Les studios Dreamworks, avec Kung Fu Panda, s’envolent aujourd’hui pour la Chine, où l’art martial ancestral du Kung Fu en est le cœur. Po, gentil panda grassouillet (comme tout panda qui se respecte), grand fan de Kung Fu et plus particulièrement des légendaires Cinq Cyclones (Tigresse, Grue, Mante, Vipère et Singe), se retrouve, par un concours de circonstances, désigné pour accomplir l’ancienne prophétie et sauver la vallée des griffes du terrible léopard des neiges, j’ai nommé Taï Lung.

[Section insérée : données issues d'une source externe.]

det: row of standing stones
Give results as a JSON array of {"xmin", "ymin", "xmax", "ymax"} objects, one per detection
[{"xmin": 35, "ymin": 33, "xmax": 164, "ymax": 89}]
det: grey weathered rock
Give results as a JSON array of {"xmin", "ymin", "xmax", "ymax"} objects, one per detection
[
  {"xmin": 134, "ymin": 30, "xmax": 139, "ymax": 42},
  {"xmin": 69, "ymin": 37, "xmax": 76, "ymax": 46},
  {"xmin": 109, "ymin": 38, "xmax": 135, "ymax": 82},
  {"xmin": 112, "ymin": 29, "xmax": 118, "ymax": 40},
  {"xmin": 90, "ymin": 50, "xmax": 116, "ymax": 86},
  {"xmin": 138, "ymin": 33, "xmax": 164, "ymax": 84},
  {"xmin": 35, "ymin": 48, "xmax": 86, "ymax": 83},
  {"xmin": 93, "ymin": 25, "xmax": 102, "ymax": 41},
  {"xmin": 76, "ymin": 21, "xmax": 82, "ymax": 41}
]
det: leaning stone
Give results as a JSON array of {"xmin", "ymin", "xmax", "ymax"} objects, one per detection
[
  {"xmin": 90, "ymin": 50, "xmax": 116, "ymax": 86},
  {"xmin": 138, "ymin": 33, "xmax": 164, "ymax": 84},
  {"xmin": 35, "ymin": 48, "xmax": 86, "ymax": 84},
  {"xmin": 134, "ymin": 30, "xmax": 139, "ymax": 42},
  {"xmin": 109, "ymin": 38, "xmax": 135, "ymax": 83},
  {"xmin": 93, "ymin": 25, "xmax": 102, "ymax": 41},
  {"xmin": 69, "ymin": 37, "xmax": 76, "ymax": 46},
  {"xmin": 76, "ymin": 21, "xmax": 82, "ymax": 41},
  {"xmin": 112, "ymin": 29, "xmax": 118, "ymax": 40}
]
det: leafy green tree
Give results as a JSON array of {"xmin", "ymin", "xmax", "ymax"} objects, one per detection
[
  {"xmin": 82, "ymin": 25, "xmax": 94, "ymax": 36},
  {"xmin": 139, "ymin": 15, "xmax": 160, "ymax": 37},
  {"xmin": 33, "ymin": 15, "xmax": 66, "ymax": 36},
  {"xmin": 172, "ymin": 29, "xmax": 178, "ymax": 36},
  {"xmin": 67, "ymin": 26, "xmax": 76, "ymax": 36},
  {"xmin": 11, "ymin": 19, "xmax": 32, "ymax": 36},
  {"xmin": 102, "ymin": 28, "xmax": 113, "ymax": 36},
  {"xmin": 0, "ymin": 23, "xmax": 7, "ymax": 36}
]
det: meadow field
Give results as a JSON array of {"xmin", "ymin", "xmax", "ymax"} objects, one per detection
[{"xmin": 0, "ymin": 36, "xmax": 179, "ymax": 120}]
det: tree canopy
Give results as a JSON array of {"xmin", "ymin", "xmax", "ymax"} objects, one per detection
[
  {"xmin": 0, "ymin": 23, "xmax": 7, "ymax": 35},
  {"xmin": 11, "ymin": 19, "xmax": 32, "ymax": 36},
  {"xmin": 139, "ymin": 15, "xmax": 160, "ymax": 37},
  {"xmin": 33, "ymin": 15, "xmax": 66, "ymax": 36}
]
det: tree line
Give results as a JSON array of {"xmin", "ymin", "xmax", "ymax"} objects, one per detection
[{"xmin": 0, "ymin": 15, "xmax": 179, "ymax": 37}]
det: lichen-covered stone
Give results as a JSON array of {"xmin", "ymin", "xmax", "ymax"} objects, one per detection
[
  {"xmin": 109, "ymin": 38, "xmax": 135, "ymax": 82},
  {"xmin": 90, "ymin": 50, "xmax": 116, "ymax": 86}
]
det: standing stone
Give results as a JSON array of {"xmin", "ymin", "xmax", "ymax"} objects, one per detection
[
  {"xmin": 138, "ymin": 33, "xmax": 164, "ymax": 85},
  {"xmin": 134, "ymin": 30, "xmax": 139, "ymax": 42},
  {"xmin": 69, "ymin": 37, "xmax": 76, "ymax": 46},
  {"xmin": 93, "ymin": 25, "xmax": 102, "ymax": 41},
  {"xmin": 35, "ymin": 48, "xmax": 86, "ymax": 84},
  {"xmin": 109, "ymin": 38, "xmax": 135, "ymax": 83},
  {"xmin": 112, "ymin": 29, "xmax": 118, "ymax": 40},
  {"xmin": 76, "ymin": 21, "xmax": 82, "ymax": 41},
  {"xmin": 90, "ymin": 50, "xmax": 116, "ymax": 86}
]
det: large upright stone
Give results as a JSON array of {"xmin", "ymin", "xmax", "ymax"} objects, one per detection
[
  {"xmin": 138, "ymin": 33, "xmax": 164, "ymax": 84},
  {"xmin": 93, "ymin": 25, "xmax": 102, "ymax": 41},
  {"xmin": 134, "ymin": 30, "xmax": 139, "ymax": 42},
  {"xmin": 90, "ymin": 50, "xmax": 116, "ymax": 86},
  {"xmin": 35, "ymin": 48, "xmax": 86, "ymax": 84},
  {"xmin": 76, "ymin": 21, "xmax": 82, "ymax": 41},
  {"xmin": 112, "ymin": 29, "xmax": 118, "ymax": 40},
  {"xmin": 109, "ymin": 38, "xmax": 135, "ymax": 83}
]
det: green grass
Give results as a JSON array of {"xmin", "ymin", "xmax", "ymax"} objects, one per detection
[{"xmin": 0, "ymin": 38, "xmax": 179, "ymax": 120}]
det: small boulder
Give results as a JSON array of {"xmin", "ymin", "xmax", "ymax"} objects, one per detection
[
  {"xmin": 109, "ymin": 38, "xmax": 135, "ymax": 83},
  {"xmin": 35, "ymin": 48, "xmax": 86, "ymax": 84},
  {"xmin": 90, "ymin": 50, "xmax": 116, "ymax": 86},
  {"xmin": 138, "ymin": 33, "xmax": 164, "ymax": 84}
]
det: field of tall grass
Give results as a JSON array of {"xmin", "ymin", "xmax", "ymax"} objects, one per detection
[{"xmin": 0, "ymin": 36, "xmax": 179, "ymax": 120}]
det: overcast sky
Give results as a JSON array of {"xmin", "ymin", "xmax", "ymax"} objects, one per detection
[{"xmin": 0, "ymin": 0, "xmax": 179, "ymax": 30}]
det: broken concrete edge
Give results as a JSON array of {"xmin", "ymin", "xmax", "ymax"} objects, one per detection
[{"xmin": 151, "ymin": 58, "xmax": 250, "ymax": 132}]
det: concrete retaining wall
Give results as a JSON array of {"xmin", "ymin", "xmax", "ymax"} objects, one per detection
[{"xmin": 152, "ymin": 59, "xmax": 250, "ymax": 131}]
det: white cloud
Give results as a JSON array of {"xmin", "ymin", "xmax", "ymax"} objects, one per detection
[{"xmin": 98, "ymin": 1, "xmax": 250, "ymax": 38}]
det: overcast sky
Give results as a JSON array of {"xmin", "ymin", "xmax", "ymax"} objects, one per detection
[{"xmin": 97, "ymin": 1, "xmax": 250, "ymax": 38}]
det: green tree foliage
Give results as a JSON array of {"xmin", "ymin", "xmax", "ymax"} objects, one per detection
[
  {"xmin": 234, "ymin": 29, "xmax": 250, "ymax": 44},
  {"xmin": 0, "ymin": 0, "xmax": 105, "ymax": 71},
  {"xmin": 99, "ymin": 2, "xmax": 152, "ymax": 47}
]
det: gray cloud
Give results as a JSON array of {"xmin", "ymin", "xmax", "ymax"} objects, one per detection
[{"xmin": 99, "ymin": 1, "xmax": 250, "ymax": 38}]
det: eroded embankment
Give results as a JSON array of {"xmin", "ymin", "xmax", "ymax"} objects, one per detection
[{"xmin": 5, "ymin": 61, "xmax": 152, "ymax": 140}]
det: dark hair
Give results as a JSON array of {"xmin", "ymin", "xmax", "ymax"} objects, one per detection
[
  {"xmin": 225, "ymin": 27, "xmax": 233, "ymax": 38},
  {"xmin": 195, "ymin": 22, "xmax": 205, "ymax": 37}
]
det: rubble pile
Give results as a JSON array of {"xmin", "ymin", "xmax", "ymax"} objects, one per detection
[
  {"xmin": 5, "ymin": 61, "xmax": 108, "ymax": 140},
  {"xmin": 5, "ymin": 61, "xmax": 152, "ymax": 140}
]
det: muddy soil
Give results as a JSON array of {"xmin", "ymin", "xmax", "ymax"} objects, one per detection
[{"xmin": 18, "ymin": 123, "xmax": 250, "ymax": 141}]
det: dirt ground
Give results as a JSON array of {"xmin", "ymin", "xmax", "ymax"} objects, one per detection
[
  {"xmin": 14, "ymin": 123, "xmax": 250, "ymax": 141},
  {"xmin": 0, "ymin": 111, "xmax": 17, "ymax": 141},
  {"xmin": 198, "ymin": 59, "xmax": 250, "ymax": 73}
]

Le nouveau né de Dreamworks réalisé par Mark Osborne et John Stevenson nous entraîne dans un univers où la volonté et la confiance en soi transcendent les barrières du physique. Le message est on ne peut plus clair : si tu crois en toi, tu peux réaliser tous tes rêves. Le propos est certes simple, mais il ne faut pas oublier que Kung Fu Panda s’adresse en premier lieu aux enfants.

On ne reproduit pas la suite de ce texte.